Friday, January 27, 2006

University Park, Pa. -- Lori Ginzberg, associate professor of history and women's studies in the Penn State College of the Liberal Arts, has recently won a National Endowment for the Humanities (NEH) Fellowship Award for 2006-2007 to research a biography of Elizabeth Cady Stanton.

Elizabeth Cady Stanton was the nineteenth century's most prominent proponent of women's legal, social, and spiritual equality. Famous for having organized the woman's rights convention at Seneca Falls, N.Y., in 1848, and authoring its powerful Declaration of Sentiments, Stanton was a complex figure who addressed a wide range of issues. Her feminism was never confined to the demand for the vote; until the end of her long life she would shock even her close coworkers with proposals for liberalized divorce laws and a critique of the constraints that orthodox religion placed on women.

"This book will address the connections between Elizabeth Cady Stanton's personal and her public passions, and critically explore her life as an important feminist theorist and activist," says Ginzberg. "Now that historians have revised an older map of 19th-century feminism, I hope to write a biography that views Stanton's life as a window onto American social and intellectual change itself."

Ginzberg is an affiliated faculty member of the Richards Civil War Era Center at Penn State. Her areas of research include United States women's history and 19th-century United States social and intellectual history with a particular interest in the intersections between intellectual and social history.

The author of numerous articles and three books, she has written "Untidy Origins: A Story of Woman's Rights in Antebellum New York" (University of North Carolina Press, 2005). Her book "Women and the Work of Benevolence: Morality, Politics, and Class in the 19th Century United States" (Yale, 1985), was the co-winner of the 1991 National Historical Society Book Prize. Ginzberg, who earned her Ph.D. at Yale University and has been on the Penn State faculty since 1987, teaches a wide range of courses in U.S. history, women's history, lesbian and gay history, and feminist theory.

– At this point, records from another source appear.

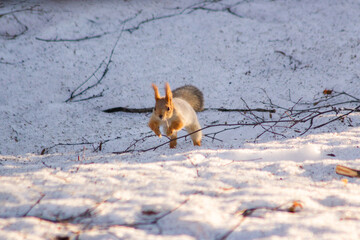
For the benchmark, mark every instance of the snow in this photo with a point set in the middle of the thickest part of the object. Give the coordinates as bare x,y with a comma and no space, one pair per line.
55,180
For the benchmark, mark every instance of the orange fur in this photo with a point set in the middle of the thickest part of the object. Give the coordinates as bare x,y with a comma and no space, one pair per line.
175,126
163,115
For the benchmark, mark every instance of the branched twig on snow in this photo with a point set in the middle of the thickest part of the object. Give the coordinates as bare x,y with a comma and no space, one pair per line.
77,92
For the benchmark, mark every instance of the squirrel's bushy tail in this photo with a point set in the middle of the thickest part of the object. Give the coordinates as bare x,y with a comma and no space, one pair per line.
192,95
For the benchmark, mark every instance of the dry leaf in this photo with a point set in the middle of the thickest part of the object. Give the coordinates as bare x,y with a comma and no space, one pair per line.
327,92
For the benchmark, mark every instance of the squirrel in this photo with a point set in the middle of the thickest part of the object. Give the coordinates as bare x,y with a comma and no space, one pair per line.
176,111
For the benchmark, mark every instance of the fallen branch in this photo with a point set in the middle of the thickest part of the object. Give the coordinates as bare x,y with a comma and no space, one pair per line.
77,92
291,207
345,171
20,10
74,39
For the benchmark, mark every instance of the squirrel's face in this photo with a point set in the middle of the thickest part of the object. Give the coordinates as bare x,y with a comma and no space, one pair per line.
163,109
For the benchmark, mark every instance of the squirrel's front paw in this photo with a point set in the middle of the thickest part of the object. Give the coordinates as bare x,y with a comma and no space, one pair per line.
169,132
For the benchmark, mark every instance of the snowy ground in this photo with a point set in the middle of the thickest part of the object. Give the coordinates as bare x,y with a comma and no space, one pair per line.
56,181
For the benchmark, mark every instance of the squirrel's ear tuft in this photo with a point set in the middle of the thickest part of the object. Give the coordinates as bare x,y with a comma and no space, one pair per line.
156,91
168,95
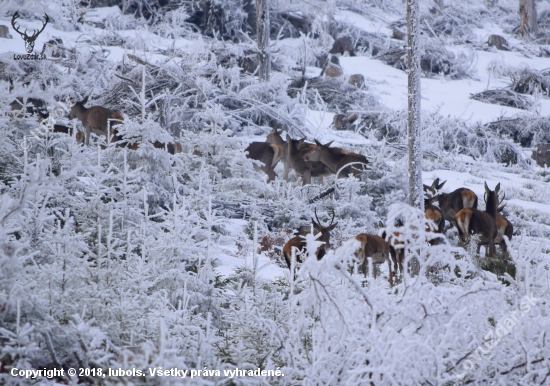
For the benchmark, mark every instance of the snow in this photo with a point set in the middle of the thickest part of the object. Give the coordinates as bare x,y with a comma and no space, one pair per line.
441,94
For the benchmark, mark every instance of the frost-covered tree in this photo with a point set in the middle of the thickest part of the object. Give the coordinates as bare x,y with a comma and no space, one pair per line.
416,195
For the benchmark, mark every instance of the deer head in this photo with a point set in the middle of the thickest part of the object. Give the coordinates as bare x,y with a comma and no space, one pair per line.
434,188
29,40
76,107
325,230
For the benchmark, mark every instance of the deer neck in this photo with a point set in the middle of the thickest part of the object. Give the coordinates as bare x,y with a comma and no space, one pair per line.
80,112
491,205
329,159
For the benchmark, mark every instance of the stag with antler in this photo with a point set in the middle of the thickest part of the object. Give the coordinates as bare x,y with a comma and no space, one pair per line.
299,243
29,40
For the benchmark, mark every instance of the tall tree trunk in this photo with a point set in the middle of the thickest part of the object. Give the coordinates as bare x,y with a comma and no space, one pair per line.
262,24
528,17
416,193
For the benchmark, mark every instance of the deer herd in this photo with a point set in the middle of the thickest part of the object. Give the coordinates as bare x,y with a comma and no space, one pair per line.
459,208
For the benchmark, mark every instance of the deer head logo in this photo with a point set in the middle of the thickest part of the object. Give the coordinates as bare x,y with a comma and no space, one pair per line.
29,40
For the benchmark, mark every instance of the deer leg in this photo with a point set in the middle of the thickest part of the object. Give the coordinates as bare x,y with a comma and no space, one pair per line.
504,248
287,170
88,134
306,177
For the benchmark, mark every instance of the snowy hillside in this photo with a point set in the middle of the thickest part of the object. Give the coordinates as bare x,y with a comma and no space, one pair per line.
121,262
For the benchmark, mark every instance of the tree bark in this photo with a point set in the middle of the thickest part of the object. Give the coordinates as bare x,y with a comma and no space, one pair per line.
262,24
528,17
416,193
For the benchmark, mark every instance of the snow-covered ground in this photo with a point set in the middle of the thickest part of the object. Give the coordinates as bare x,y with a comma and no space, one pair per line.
440,94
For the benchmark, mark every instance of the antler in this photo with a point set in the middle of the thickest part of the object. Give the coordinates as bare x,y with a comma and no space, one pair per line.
332,219
318,221
14,17
34,35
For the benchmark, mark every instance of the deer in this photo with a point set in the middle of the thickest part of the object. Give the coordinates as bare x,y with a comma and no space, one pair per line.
335,159
433,213
299,243
377,249
267,153
304,168
472,221
62,129
29,40
172,147
397,247
30,104
505,228
95,119
274,137
451,203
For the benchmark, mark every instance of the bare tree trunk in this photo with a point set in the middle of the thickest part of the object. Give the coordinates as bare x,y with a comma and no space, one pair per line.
416,193
264,60
528,17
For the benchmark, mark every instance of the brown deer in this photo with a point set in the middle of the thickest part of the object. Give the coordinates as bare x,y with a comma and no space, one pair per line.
274,137
472,221
268,154
335,159
397,248
299,243
505,228
451,203
304,168
433,213
96,119
171,147
377,249
62,129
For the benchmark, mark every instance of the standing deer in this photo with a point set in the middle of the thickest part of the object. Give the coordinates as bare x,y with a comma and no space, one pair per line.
377,249
62,129
451,203
299,243
472,221
505,228
267,153
304,168
274,137
397,248
95,119
335,159
171,147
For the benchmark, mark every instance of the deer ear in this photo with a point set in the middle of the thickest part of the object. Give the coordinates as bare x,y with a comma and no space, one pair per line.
315,224
332,226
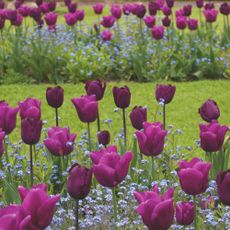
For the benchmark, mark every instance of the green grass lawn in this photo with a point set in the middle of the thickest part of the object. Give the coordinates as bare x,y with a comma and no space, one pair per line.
181,112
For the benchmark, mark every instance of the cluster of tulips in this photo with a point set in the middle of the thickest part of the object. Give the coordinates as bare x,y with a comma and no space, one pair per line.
108,166
45,12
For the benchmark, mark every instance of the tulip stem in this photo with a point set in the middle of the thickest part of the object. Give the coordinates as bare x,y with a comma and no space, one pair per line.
77,215
56,112
195,210
98,123
124,127
164,116
115,207
89,136
31,166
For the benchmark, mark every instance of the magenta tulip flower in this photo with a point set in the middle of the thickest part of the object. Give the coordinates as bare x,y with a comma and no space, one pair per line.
15,217
157,211
185,213
2,135
55,96
98,8
223,186
79,181
225,8
30,108
149,21
192,24
31,130
210,15
86,107
109,167
108,21
38,204
7,118
158,32
122,97
103,137
166,21
116,11
138,116
212,136
151,139
165,93
60,141
193,176
106,35
70,19
96,87
209,110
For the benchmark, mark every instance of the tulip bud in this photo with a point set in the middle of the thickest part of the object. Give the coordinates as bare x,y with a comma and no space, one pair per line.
185,213
138,116
55,96
121,96
209,110
79,182
31,130
223,186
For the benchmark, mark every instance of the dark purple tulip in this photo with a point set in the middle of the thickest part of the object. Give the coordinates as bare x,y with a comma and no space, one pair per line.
223,186
116,11
30,108
31,130
70,19
151,139
157,211
166,21
121,96
185,213
138,116
209,6
166,10
108,21
165,93
15,217
192,24
106,35
210,15
60,141
140,10
181,22
209,110
87,108
153,8
109,167
199,3
7,118
51,20
98,8
212,136
55,96
127,8
225,8
44,7
149,21
158,32
170,3
193,176
2,135
72,7
187,10
79,181
39,205
52,5
103,137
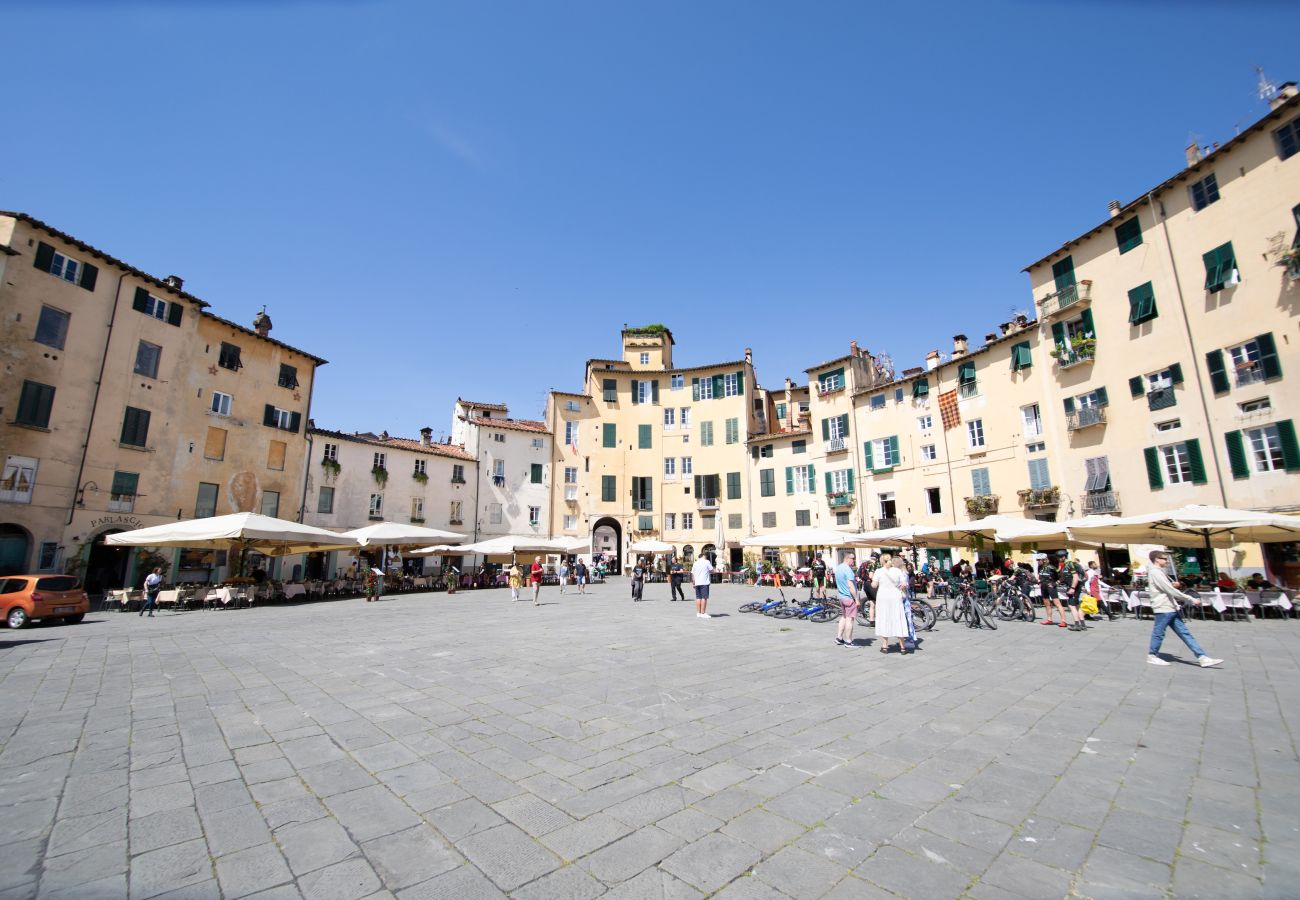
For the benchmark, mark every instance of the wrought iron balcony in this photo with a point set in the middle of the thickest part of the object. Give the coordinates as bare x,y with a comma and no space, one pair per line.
1067,299
1099,502
1086,416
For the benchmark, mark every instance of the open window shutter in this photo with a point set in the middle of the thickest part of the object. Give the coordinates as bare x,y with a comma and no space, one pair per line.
1236,455
1218,375
1269,357
1290,450
44,256
1195,462
1155,474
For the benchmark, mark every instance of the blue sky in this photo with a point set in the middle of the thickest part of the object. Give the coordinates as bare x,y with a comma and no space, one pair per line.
472,198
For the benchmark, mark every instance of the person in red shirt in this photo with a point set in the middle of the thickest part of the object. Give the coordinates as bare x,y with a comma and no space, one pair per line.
534,578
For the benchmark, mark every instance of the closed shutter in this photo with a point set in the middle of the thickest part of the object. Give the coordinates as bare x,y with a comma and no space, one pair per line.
1236,455
1155,471
1218,373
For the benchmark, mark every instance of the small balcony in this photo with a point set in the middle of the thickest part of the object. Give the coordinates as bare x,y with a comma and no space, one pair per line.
1069,299
1086,418
1035,498
978,507
1100,502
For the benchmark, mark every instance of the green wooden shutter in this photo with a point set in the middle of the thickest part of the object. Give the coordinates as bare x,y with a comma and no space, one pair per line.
1269,357
1195,462
1290,449
1218,375
1155,471
1236,455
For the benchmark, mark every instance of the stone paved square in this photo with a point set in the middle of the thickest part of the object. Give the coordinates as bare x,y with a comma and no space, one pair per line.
454,747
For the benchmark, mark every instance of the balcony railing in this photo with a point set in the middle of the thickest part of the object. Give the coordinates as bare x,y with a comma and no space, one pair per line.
1161,398
1067,299
1099,502
1039,497
1086,418
980,506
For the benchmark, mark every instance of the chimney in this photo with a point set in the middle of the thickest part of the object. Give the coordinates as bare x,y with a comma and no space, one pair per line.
1283,94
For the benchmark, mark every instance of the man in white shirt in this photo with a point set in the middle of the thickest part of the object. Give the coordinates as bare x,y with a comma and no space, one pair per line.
701,574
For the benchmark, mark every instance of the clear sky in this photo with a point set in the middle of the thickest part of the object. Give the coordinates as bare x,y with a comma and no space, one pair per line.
472,198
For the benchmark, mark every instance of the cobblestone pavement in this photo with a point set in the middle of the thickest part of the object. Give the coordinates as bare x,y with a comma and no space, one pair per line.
468,747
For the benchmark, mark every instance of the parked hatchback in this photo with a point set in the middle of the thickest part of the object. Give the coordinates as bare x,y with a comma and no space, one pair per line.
50,597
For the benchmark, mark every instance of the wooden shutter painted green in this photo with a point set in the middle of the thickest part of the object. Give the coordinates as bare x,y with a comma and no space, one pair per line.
1218,373
1195,462
1236,455
1155,471
1269,357
1290,449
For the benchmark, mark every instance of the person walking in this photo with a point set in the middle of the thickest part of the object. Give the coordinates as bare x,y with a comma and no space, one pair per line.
701,575
892,608
152,584
846,589
1165,598
534,576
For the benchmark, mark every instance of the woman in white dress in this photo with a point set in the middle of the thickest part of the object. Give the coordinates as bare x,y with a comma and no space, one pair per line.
892,608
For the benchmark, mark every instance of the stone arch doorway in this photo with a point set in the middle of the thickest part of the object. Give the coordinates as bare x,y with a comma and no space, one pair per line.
607,539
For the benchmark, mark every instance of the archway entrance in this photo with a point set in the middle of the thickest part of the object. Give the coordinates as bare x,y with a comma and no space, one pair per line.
607,540
105,570
14,550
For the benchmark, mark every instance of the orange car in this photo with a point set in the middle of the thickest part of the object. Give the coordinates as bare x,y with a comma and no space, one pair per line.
26,597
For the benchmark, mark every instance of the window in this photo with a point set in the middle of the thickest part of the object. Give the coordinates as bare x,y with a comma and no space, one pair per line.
229,358
20,477
147,357
52,327
1288,138
1129,234
34,405
1221,268
135,427
206,503
1142,304
1032,420
1204,191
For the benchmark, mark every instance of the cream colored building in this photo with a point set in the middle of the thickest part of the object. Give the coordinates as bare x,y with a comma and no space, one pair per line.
128,403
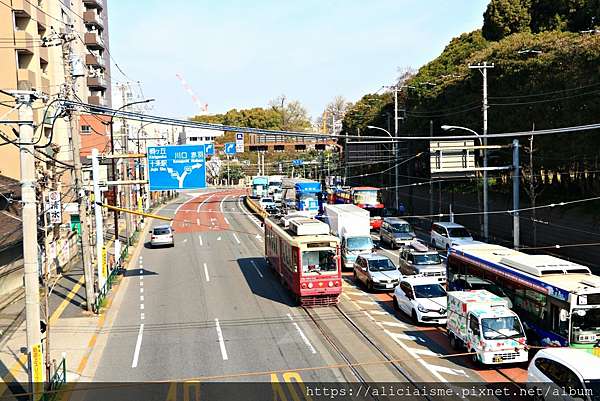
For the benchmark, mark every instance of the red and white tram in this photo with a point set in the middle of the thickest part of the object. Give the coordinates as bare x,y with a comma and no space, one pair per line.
306,258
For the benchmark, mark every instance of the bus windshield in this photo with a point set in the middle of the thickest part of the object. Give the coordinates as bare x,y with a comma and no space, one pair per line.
501,327
366,197
318,261
586,325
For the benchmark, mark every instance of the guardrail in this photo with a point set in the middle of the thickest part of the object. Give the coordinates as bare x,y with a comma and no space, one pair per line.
255,208
59,379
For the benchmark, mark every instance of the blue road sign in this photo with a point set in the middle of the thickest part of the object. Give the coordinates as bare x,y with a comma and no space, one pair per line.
230,148
176,167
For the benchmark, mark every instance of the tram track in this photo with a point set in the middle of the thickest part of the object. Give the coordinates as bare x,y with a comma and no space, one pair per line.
347,360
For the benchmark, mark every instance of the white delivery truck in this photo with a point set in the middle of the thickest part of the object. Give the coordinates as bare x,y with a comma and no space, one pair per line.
482,323
351,225
276,187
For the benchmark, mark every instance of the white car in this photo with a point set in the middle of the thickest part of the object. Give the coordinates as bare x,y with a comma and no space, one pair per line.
422,298
444,235
161,236
564,374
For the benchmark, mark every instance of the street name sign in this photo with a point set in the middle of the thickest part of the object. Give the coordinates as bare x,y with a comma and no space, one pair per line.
176,167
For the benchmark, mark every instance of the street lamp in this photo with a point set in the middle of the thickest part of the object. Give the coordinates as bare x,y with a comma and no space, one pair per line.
395,161
485,183
112,151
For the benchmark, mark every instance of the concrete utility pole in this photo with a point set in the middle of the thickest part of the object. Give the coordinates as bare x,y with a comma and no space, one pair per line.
516,182
483,69
86,254
30,237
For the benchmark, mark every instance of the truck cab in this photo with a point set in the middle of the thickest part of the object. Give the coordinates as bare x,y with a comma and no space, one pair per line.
482,323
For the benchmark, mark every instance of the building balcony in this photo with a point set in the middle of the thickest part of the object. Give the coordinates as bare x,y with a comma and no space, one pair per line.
44,54
92,18
22,7
26,79
45,85
97,82
96,100
93,41
94,3
25,42
94,61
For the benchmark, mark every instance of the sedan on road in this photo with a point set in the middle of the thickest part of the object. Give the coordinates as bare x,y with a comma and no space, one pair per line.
162,236
377,272
422,298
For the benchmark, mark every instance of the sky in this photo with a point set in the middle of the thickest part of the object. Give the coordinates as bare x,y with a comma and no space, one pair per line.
243,53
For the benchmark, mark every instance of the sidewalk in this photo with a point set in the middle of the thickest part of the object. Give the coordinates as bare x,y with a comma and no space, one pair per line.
71,329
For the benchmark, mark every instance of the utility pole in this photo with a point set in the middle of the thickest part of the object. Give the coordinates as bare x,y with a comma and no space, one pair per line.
86,255
30,238
483,69
516,181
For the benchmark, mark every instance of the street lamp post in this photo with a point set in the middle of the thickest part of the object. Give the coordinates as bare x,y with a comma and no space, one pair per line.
113,163
485,180
395,161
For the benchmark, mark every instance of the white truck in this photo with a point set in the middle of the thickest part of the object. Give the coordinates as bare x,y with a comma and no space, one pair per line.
276,187
482,323
351,225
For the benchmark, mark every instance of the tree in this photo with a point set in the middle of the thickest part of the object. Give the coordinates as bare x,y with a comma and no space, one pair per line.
505,17
293,115
334,111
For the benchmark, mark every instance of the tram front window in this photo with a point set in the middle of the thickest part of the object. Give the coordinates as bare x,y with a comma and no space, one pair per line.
586,325
318,261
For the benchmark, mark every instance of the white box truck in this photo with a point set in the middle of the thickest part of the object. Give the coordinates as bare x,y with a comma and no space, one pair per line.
482,323
351,225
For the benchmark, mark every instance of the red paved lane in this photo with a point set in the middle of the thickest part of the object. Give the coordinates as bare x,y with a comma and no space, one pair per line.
203,212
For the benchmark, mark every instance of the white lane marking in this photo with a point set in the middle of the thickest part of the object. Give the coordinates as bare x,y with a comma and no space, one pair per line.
138,345
202,203
221,204
206,273
302,335
256,268
221,341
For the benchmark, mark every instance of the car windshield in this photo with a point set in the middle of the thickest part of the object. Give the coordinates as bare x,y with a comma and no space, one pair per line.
428,259
318,261
501,327
429,291
594,387
400,228
585,324
378,265
459,232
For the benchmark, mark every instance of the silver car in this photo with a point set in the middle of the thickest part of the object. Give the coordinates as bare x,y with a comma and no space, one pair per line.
162,236
376,272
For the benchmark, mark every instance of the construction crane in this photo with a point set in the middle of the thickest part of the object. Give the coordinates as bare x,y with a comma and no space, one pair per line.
203,108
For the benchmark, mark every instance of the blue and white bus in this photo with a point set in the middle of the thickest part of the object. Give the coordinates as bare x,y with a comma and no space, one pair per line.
557,300
306,195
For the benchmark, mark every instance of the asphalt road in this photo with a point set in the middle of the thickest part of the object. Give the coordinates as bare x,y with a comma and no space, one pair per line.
210,309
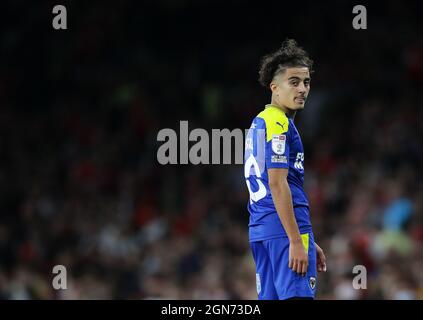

"I am very pleased that the NEH has recognized the quality of Professor Ginzberg's work with this prestigious award that will support this important work on Stanton's role in nineteenth century America," said College of the Liberal Arts Dean Susan Welch.

The NEH is an independent grant-making agency of the United States government dedicated to supporting research, education, preservation, and public programs in the humanities.